1. HTTP stops accepting new connections (in-flight requests continue).
2. Scheduler stops firing new ticks.
3. Consumers stop pulling new messages.
4. Handlers drain their in-flight work.
5. Drain flushes remaining journal entries.
6. Stats unsubscribes.
7. Config watcher disposes.

app.installSignalHandlers() is opt-in — call it from your entry point and SIGTERM/SIGINT invoke stop():

await app.start();
app.installSignalHandlers();
// Process will exit gracefully on ctrl-c or SIGTERM.

Opt-in by design: globally swallowing signals is the kind of "magic" that bites people later. If you don't install, the framework never touches process.on — you're free to wire signals however you want.

Reaching under the framework

Every primitive is reachable:

app.clock; // the Clock (ControlledClock in tests)
app.journal; // the shared Journal<HandlerEvent>
app.config; // the ConfigInstance (with hot-reload)
app.stats; // the Stats tracker
app.status; // "idle" | "starting" | "running" | "stopping" | "stopped"

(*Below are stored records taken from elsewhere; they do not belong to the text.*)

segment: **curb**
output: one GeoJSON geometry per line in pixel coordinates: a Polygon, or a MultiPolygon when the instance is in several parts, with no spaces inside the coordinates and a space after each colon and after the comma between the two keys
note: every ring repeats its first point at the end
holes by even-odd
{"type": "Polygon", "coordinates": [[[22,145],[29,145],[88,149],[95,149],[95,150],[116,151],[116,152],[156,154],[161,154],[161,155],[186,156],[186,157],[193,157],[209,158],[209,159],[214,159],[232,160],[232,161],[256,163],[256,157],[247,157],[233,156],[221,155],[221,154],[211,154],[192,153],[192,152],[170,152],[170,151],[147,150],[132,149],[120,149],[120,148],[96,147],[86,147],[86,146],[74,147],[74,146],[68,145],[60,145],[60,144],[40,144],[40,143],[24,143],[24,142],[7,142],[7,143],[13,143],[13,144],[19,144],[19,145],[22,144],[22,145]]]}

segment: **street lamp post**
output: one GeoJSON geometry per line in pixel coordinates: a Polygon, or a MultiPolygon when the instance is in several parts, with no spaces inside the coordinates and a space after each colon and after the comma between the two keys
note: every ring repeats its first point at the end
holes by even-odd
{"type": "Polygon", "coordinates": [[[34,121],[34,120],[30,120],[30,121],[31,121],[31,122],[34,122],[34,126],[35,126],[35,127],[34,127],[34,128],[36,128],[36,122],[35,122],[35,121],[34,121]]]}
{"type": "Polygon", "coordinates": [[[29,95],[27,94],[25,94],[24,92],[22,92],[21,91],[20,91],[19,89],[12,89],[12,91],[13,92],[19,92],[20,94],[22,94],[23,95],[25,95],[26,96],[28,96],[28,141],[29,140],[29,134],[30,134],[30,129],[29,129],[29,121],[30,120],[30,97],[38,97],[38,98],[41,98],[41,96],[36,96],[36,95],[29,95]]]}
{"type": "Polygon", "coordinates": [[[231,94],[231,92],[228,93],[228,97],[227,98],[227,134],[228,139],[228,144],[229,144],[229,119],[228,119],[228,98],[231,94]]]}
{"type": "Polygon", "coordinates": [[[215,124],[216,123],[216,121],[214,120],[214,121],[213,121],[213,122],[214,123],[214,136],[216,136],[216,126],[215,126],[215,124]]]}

Want to subscribe to every handler event yourself? app.journal.subscribe(...). Want to run a query against live stats? app.stats.snapshot(name). Want the current config snapshot? app.config.getAll(). Nothing is hidden; the framework is a convenience layer, not a sealed box.

What this does NOT do

• No router DSL / middleware / plugins. Routes are values; composition is just arrays. No express.Router, no middleware stack, no plugin registry. The HTTP adapter's shape survives unchanged.
• No bundled DB driver. @phyxiusjs/db is not a peer — the framework doesn't know about your database. Use @phyxiusjs/db with whichever driver you want; call db.transaction(...) inside handler bodies.
• No built-in authentication. Auth is a handler concern (or a strategy run before app.use). Every non-trivial system has its own shape; hardcoding one would be wrong.
• No service discovery / cluster coordination. Each app instance is one process. Scaling across nodes is a transport and infra concern.
• No state machine, strategy, or resource opinions. Those are application-layer primitives composed inside your handlers. The framework has no API for them on purpose — surface stays small.
• No file-watching for code changes / hot module replacement. Not our problem.

What you get

• ~20 lines from zero to a supervised, observable, shutdown-clean service.
• Every stability decision still required — the framework can't hide a timeout from you.
• Deterministic sampling and stats built in, configurable via YAML, hot-reloadable.
• Signal-driven graceful shutdown, opt-in, correctly ordered.
• Typed config that covers framework and app slices together.
• Tree-shakable transports — install only the adapters you use.

The framework is the last piece. Everything else was the substrate. This is just the bow.